Очевидно, что получение образования никогда и никак не влияло на женские яичники, а грудь рожавшей женщины не теряет своей чувствительности. Она также не перестает нормально функционировать, наоборот, она выполнила свою основную функцию - лактацию. Но косметические хирурги описывают грудь после родов так же, как в викторианскую эпоху описывали яичники образованных женщин - как «атрофированные» - термин, которым лечащие врачи характеризуют не функционирующие мышцы при параличе.
Они называют здоровую плоть взрослой женщины «целлюлитом» - это придуманное «состояние» женского тела, название которого американки узнали в 1973 г. благодаря журналу Vogue. Считается, что целлюлит «деформирует фигуру», «является непривлекательным» и «образуется в результате загрязнения организма токсинами», однако до 1973 г. проявления целлюлита были чем-то совершенно нормальным для женщины.

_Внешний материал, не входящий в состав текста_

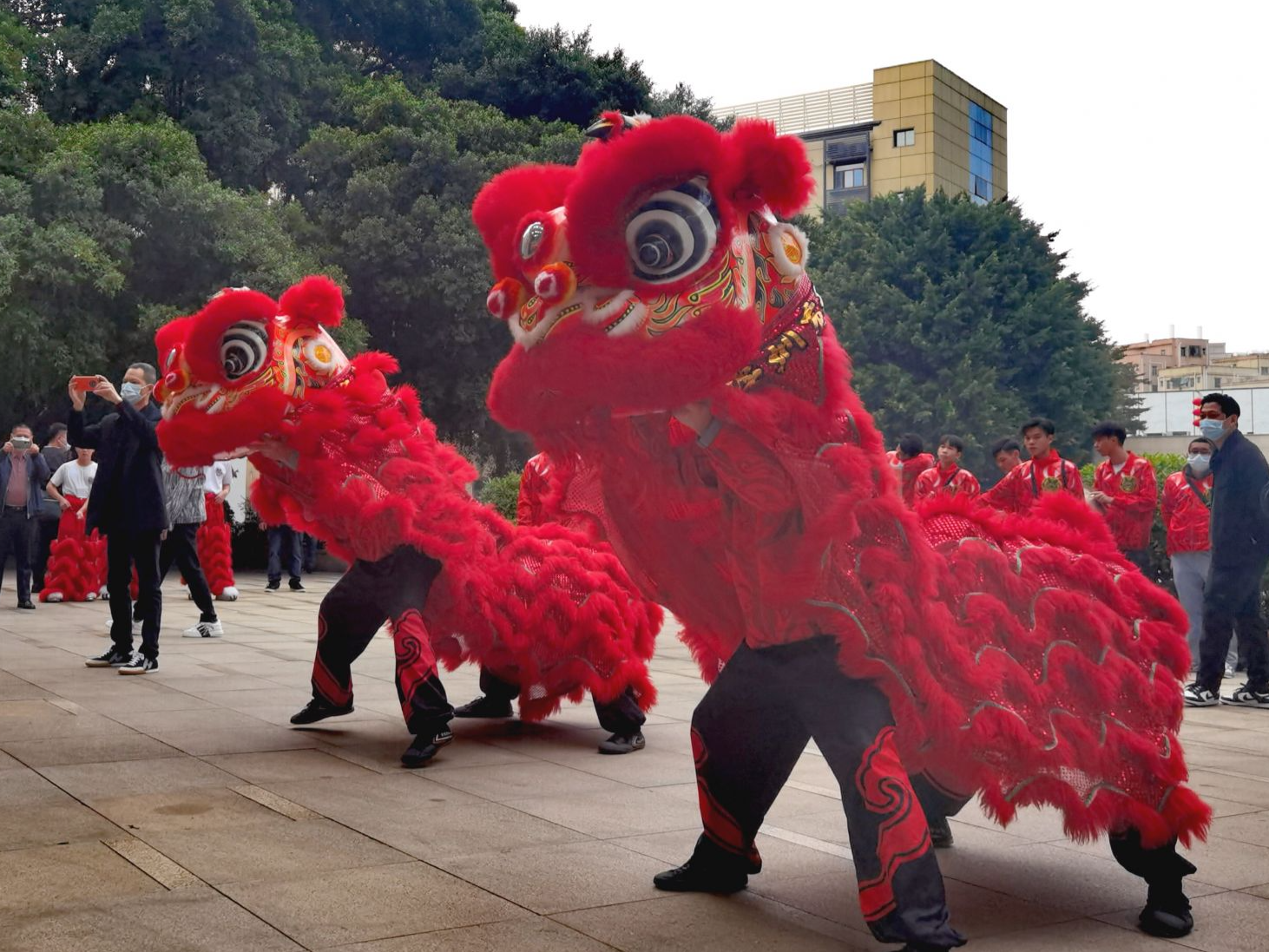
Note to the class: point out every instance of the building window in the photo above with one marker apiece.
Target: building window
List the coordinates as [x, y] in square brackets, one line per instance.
[848, 175]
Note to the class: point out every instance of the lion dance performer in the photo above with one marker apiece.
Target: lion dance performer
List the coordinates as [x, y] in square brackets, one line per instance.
[669, 343]
[353, 461]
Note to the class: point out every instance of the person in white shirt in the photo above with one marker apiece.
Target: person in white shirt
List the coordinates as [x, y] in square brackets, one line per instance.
[76, 561]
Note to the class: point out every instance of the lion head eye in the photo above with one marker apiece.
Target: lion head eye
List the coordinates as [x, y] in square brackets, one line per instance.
[244, 349]
[673, 233]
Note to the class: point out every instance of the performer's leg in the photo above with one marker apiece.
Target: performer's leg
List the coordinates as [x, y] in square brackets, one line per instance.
[900, 885]
[1167, 910]
[348, 619]
[746, 739]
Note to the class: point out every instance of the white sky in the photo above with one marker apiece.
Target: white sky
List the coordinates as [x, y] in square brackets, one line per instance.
[1140, 131]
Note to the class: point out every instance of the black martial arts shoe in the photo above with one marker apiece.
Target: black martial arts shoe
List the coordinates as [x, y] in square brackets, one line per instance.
[425, 748]
[319, 710]
[941, 833]
[1167, 913]
[485, 706]
[622, 744]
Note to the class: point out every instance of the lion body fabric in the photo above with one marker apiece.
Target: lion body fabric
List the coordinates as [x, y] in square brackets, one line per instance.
[1023, 658]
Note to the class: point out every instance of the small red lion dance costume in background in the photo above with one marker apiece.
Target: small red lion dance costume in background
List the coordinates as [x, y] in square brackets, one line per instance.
[670, 343]
[353, 461]
[76, 561]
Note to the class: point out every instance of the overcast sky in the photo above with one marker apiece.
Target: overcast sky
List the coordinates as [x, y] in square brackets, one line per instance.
[1140, 131]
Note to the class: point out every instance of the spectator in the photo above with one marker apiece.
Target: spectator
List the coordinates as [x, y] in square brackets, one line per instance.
[76, 569]
[1240, 551]
[947, 479]
[187, 508]
[1126, 491]
[127, 505]
[23, 472]
[56, 452]
[1187, 510]
[279, 537]
[1007, 453]
[1044, 472]
[909, 461]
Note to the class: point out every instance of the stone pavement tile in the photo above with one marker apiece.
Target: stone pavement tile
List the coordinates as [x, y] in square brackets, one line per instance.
[271, 850]
[527, 935]
[186, 921]
[503, 782]
[49, 823]
[235, 740]
[106, 781]
[197, 809]
[702, 923]
[561, 877]
[93, 748]
[47, 877]
[375, 903]
[1227, 922]
[628, 811]
[279, 765]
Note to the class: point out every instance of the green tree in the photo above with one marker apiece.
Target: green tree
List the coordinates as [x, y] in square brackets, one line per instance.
[963, 318]
[106, 231]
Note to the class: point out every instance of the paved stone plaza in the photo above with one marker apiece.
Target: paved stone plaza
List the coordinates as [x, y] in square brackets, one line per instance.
[179, 811]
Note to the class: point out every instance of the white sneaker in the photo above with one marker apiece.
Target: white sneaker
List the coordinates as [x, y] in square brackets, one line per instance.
[205, 630]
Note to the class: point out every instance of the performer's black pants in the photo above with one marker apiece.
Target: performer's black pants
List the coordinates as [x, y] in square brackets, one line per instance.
[621, 716]
[122, 551]
[1231, 598]
[749, 732]
[181, 548]
[392, 589]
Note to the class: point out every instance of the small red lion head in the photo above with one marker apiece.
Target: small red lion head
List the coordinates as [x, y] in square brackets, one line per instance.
[230, 373]
[642, 277]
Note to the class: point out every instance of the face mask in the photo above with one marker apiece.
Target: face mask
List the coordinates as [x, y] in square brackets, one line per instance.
[1212, 430]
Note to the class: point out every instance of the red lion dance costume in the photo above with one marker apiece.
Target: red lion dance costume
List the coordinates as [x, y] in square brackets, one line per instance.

Здоровье удобно использовать в пропагандистских целях. Ведь кто будет оспаривать то, что хорошо для здоровья? «В XIX в. «доказательства» того, что деятельность женщин за пределами дома наносит ущерб их здоровью и благополучию, а также их семьям и стране в целом, породили культ домохозяек», - пишет Энн Оукли. Женские репродуктивные органы воспринимались не как личное дело каждой женщины, а как общественное достояние, и точно так же сегодня воспринимаются женское лицо и фигура.